Epidemiology and Biostatistics, VU University Medical Center, Amsterdam, The Netherlands.
BMC Bioinformatics. 2014 Jul 8;15:236. doi: 10.1186/1471-2105-15-236.
A number of statistical models has been proposed for studying the association between gene expression and copy number data in integrated analysis. The next step is to compare association patterns between different groups of samples.
We propose a method, named dSIM, to find differences in association between copy number and gene expression, when comparing two groups of samples. Firstly, we use ridge regression to correct for the baseline associations between copy number and gene expression. Secondly, the global test is applied to the corrected data in order to find differences in association patterns between two groups of samples. We show that dSIM detects differences even in small genomic regions in a simulation study. We also apply dSIM to two publicly available breast cancer datasets and identify chromosome arms where copy number led gene expression regulation differs between positive and negative estrogen receptor samples. In spite of differing genomic coverage, some selected arms are identified in both datasets.

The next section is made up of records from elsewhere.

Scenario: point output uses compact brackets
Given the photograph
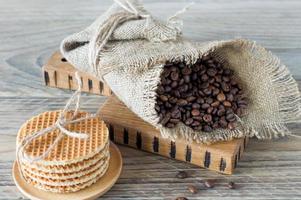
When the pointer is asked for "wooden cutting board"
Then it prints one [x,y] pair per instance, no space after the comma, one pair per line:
[128,129]
[61,74]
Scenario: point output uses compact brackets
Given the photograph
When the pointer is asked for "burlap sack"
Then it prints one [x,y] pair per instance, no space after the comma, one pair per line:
[127,48]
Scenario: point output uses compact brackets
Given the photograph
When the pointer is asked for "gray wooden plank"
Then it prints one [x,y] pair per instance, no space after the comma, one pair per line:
[31,30]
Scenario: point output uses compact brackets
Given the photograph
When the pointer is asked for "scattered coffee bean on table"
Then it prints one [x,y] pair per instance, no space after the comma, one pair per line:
[209,183]
[192,189]
[231,185]
[204,96]
[182,175]
[181,198]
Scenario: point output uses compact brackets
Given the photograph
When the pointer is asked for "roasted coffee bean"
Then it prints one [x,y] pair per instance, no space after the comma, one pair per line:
[204,77]
[163,97]
[165,119]
[186,79]
[182,102]
[174,121]
[211,72]
[225,87]
[231,125]
[170,125]
[231,185]
[230,117]
[215,104]
[174,75]
[207,128]
[189,121]
[209,183]
[215,91]
[195,112]
[182,175]
[209,110]
[195,106]
[167,89]
[227,103]
[172,100]
[191,98]
[195,123]
[205,106]
[221,97]
[207,118]
[204,96]
[181,198]
[223,123]
[193,189]
[230,97]
[186,71]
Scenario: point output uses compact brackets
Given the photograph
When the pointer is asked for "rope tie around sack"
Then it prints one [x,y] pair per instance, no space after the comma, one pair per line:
[59,124]
[103,33]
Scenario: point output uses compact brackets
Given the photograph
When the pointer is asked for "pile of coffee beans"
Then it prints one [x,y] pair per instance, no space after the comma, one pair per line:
[204,96]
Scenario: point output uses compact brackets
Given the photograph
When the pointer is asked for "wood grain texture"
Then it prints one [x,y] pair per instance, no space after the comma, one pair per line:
[126,128]
[31,31]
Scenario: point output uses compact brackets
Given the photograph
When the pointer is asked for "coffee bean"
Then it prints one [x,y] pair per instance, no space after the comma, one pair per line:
[195,123]
[230,97]
[189,121]
[165,118]
[227,104]
[209,183]
[160,90]
[204,77]
[205,106]
[174,75]
[182,102]
[231,125]
[204,96]
[170,125]
[195,112]
[209,110]
[186,79]
[211,72]
[230,117]
[167,89]
[207,118]
[221,97]
[195,106]
[182,175]
[186,71]
[181,198]
[191,98]
[215,104]
[215,91]
[225,87]
[192,189]
[163,98]
[207,128]
[231,185]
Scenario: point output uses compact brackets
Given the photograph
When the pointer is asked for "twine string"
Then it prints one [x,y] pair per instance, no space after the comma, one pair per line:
[60,124]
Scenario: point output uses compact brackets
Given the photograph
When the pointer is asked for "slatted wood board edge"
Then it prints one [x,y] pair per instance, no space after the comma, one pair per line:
[127,129]
[59,73]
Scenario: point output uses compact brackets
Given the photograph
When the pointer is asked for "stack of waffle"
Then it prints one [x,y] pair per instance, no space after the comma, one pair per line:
[73,164]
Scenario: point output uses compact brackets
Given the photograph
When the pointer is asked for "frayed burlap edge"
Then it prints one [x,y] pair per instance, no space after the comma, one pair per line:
[284,85]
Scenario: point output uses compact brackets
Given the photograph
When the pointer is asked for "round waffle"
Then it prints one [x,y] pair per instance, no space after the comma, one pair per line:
[69,150]
[74,167]
[72,163]
[68,181]
[65,175]
[96,187]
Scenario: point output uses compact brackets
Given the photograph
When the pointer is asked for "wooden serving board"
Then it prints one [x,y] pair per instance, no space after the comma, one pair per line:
[59,73]
[127,128]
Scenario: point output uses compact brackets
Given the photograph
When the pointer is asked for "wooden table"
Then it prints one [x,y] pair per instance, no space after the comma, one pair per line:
[31,30]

We developed a flexible and robust method for studying association differences between two groups of samples while integrating genomic data from different platforms. dSIM can be used with most types of microarray/sequencing data, including methylation and microRNA expression. The method is implemented in R and will be made part of the BioConductor package SIM.
已经提出了许多统计模型来研究整合分析中基因表达与拷贝数数据之间的关联。下一步是比较不同样本组之间的关联模式。
我们提出了一种名为 dSIM 的方法,用于在比较两组样本时发现拷贝数和基因表达之间关联的差异。首先,我们使用岭回归来校正拷贝数和基因表达之间的基线关联。其次,应用全局检验来对校正后的数据进行检验,以找到两组样本之间关联模式的差异。我们的模拟研究表明,即使在小的基因组区域,dSIM 也能检测到差异。我们还将 dSIM 应用于两个公开的乳腺癌数据集,并确定了雌激素受体阳性和阴性样本之间拷贝数导致基因表达调控差异的染色体臂。尽管基因组覆盖范围不同,但在两个数据集都鉴定出了一些选定的臂。
我们开发了一种灵活而稳健的方法,用于研究整合来自不同平台的基因组数据时两组样本之间的关联差异。dSIM 可用于大多数类型的微阵列/测序数据,包括甲基化和 microRNA 表达。该方法已在 R 中实现,并将成为 BioConductor 包 SIM 的一部分。